Erfolge und Probleme

Der chinesische Staat feiert die Ein-Kind-Politik als großen Erfolg. Tatsächlich gelang es die Geburtenrate, die 1970 bei 6 Prozent gelegen hatte, bis Anfang diesen Jahrtausends auf 1,8 Prozent zu senken. Die Einschränkung des Bevölkerungswachstums gilt als wichtige Grundlage für den chinesischen Wirtschaftsboom.

Speziell die Einzelkinder profitierten zudem, weil ihnen beste Bildungschancen eröffnet wurden und werden. Allerdings gibt es eine Kehrseite, zu den negativen Folgen gehört unter anderem die Verschiebung der Alterspyramide.

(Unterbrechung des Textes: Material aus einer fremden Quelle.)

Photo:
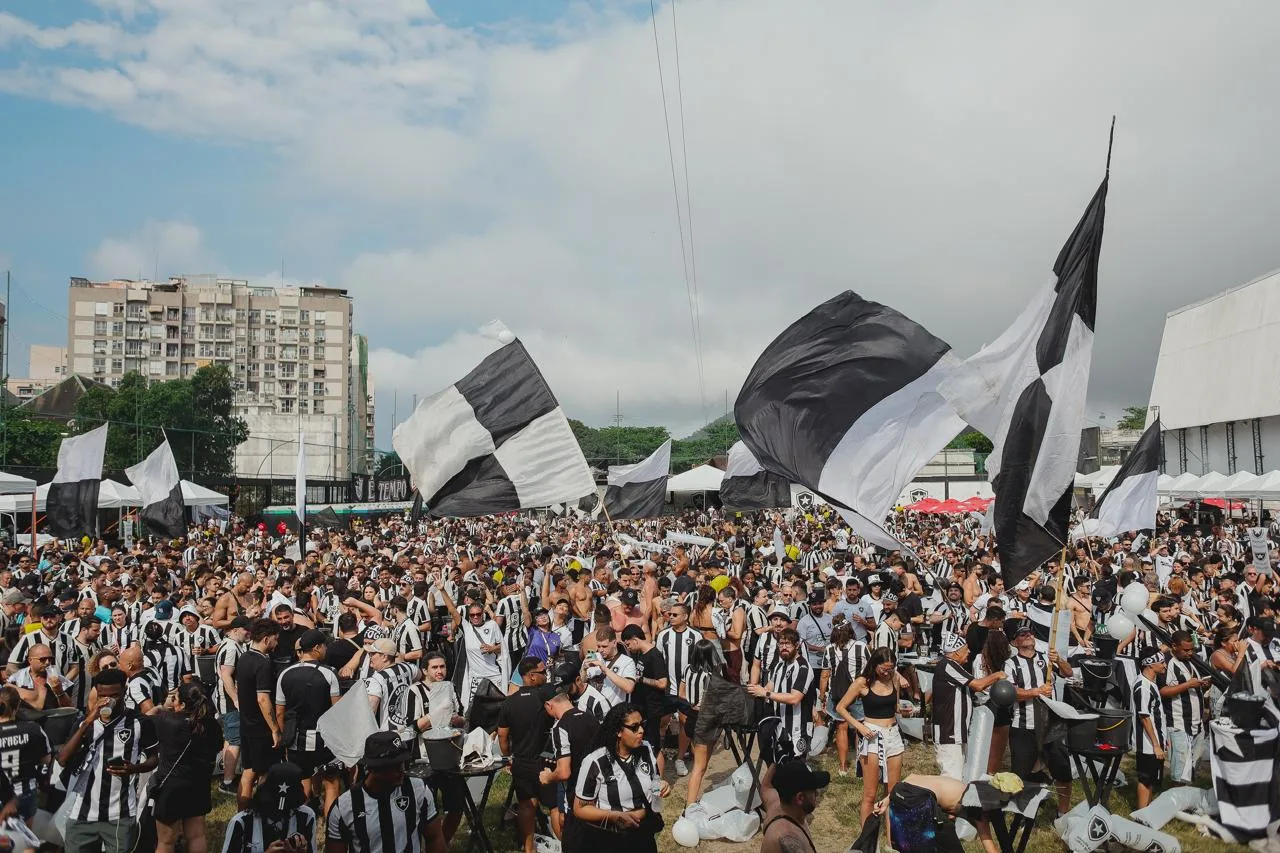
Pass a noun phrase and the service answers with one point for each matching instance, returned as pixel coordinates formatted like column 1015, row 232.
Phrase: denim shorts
column 231, row 728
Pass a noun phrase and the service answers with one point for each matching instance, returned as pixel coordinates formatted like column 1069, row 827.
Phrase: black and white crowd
column 599, row 656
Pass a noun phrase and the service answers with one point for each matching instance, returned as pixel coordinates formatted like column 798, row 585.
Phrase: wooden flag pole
column 1057, row 607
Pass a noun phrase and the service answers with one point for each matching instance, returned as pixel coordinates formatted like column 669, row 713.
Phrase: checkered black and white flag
column 496, row 441
column 1027, row 391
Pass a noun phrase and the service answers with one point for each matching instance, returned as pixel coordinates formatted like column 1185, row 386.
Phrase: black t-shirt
column 254, row 674
column 524, row 715
column 650, row 665
column 23, row 747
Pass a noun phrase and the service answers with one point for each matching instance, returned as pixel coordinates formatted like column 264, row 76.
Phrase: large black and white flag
column 72, row 501
column 496, row 441
column 1129, row 502
column 1027, row 392
column 639, row 491
column 158, row 482
column 845, row 402
column 748, row 487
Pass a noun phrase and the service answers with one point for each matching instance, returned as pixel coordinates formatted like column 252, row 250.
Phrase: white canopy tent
column 704, row 478
column 14, row 484
column 196, row 495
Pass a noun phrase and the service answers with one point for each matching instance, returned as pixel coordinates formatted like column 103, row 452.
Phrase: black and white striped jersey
column 306, row 689
column 97, row 794
column 228, row 653
column 251, row 833
column 407, row 638
column 378, row 824
column 1027, row 674
column 618, row 785
column 952, row 702
column 676, row 647
column 1147, row 703
column 391, row 687
column 796, row 719
column 695, row 684
column 1184, row 711
column 594, row 702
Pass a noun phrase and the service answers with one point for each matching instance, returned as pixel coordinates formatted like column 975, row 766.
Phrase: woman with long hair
column 190, row 739
column 880, row 687
column 845, row 658
column 617, row 787
column 703, row 664
column 995, row 653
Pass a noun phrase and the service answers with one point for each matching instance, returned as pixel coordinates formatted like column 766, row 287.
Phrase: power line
column 680, row 220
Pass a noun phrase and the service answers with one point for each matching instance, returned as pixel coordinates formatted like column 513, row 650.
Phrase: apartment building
column 288, row 350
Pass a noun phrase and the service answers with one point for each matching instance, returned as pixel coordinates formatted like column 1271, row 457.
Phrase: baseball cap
column 384, row 749
column 382, row 646
column 790, row 778
column 14, row 597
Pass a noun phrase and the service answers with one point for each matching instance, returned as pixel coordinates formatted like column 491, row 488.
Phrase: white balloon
column 1120, row 626
column 1134, row 598
column 685, row 831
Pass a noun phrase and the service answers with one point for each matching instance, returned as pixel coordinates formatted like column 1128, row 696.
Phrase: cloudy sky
column 457, row 162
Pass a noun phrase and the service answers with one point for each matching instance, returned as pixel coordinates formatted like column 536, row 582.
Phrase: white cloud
column 932, row 156
column 161, row 247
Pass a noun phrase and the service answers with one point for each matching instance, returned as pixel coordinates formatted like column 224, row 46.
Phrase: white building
column 289, row 352
column 1215, row 387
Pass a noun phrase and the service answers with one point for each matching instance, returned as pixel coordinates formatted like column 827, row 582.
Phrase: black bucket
column 1112, row 728
column 1097, row 674
column 1082, row 734
column 1246, row 710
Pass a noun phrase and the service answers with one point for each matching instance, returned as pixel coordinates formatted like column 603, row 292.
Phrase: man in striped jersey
column 1150, row 728
column 110, row 747
column 676, row 642
column 954, row 687
column 1028, row 670
column 225, row 698
column 790, row 688
column 1182, row 690
column 388, row 811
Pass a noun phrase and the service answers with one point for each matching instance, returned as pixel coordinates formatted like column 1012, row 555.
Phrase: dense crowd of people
column 598, row 653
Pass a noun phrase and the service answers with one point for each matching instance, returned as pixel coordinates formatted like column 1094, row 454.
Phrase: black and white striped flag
column 1244, row 778
column 845, row 402
column 72, row 501
column 158, row 482
column 1027, row 391
column 748, row 487
column 639, row 491
column 1129, row 501
column 496, row 441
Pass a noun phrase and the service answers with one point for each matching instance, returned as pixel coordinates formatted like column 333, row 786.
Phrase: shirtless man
column 236, row 602
column 790, row 793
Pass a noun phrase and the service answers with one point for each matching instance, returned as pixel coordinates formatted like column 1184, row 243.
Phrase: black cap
column 792, row 776
column 385, row 749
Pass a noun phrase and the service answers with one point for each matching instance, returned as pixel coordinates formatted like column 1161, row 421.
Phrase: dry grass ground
column 835, row 825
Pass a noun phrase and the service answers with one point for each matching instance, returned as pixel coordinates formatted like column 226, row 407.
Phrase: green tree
column 196, row 415
column 972, row 439
column 1133, row 418
column 27, row 441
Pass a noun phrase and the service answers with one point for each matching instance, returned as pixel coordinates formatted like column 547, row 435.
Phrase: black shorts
column 524, row 779
column 1151, row 770
column 310, row 761
column 449, row 788
column 257, row 755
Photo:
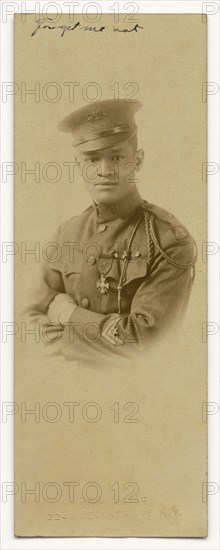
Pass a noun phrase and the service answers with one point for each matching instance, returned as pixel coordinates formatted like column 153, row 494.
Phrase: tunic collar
column 119, row 209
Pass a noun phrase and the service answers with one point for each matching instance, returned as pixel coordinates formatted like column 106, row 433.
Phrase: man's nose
column 105, row 168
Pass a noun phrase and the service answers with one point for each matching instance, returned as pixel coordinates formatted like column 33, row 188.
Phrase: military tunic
column 129, row 267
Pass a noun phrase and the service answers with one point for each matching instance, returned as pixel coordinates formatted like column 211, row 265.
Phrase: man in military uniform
column 126, row 269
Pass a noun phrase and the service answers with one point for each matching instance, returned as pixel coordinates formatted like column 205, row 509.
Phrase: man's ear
column 139, row 158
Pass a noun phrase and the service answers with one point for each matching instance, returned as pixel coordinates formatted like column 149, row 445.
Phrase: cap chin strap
column 122, row 129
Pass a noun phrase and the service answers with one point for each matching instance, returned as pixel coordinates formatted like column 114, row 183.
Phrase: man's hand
column 61, row 309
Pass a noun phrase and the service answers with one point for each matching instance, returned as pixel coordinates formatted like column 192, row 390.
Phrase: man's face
column 109, row 174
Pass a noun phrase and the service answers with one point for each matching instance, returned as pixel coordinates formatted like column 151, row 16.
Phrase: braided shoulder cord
column 170, row 260
column 147, row 217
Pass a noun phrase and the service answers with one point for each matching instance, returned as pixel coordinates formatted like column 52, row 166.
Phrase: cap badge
column 96, row 114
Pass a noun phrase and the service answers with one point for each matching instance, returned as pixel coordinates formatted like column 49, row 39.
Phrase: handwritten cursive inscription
column 46, row 24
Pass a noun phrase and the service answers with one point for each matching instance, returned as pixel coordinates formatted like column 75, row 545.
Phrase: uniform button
column 91, row 260
column 85, row 302
column 102, row 227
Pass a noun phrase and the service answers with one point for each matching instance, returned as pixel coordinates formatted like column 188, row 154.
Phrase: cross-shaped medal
column 102, row 285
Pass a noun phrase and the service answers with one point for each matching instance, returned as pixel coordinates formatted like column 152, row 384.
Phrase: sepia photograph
column 110, row 251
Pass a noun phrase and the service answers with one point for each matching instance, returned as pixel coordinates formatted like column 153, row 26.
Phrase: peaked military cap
column 101, row 124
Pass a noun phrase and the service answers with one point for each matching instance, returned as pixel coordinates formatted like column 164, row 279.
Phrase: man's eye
column 117, row 157
column 92, row 161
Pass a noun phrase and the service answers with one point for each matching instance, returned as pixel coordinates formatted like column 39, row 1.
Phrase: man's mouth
column 106, row 184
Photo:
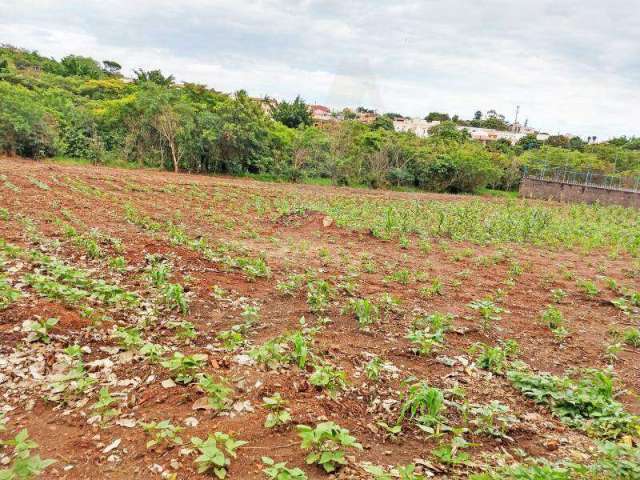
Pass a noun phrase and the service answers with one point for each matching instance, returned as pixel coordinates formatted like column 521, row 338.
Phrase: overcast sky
column 572, row 66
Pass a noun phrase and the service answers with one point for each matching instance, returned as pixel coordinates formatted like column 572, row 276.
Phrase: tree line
column 81, row 108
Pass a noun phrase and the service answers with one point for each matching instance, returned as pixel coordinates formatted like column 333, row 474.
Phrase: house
column 320, row 113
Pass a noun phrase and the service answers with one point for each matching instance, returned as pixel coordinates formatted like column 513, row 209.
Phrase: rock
column 168, row 383
column 244, row 360
column 201, row 404
column 191, row 422
column 126, row 422
column 112, row 446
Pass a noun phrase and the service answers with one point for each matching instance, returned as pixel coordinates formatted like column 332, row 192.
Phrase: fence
column 588, row 179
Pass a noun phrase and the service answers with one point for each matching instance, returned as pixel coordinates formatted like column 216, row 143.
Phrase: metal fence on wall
column 590, row 179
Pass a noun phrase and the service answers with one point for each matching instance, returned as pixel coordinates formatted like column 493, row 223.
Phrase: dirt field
column 232, row 245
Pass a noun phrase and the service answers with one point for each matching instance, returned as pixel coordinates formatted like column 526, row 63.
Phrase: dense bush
column 81, row 108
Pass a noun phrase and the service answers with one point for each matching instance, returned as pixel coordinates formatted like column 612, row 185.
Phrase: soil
column 228, row 212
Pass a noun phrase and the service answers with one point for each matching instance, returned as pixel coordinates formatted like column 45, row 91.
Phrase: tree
column 294, row 114
column 111, row 68
column 436, row 116
column 153, row 76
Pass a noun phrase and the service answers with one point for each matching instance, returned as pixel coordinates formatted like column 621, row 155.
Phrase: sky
column 572, row 66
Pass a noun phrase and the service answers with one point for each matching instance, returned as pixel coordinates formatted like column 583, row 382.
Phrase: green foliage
column 293, row 115
column 213, row 453
column 24, row 465
column 328, row 377
column 424, row 405
column 183, row 367
column 587, row 402
column 366, row 312
column 280, row 471
column 218, row 393
column 42, row 328
column 327, row 442
column 278, row 413
column 495, row 359
column 163, row 433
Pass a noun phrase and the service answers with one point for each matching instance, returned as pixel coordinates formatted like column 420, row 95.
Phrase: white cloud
column 571, row 65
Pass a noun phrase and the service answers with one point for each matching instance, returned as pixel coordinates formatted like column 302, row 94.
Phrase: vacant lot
column 142, row 311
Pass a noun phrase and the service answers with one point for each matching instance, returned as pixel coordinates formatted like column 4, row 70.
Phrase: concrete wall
column 566, row 192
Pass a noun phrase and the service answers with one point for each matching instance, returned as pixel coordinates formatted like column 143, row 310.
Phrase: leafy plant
column 329, row 377
column 42, row 328
column 163, row 433
column 183, row 367
column 212, row 453
column 104, row 405
column 280, row 471
column 587, row 403
column 489, row 312
column 327, row 442
column 365, row 311
column 278, row 414
column 424, row 405
column 218, row 393
column 24, row 465
column 494, row 359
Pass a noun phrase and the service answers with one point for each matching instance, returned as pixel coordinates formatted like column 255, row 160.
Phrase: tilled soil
column 239, row 217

In China gibt es immer mehr alte Menschen, die von immer weniger jüngeren versorgt werden müssen. Das staatliche Rentensystem ist unzulänglich, Altersheime und Pflegedienste sind Mangelware, und es zeichnet sich ab, dass künftig ein junger Mensch bis zu sechs Alte unterstützen muss. Dass die Menschen auch in China immer älter werden, trägt zudem zur Vergreisung der Gesellschaft. Und bereits jetzt zeichnet sich ein Mangel an jungen Arbeitskräften ab.

Durch die rigorose Bevölkerungspolitik hat sich zudem das Verhältnis der Geschlechter verändert. Viele Chinesen wünschten sich vor allem einen Sohn, deswegen wurden weibliche Babys eher abgetrieben. Trotz des Verbots von Ultraschalluntersuchung zur Geschlechterbestimmung, kommen in China national 120 männliche Neugeborene auf 100 weibliche. Regional, wie z.B. auf der südchinesischen Insel Hainan sogar 135.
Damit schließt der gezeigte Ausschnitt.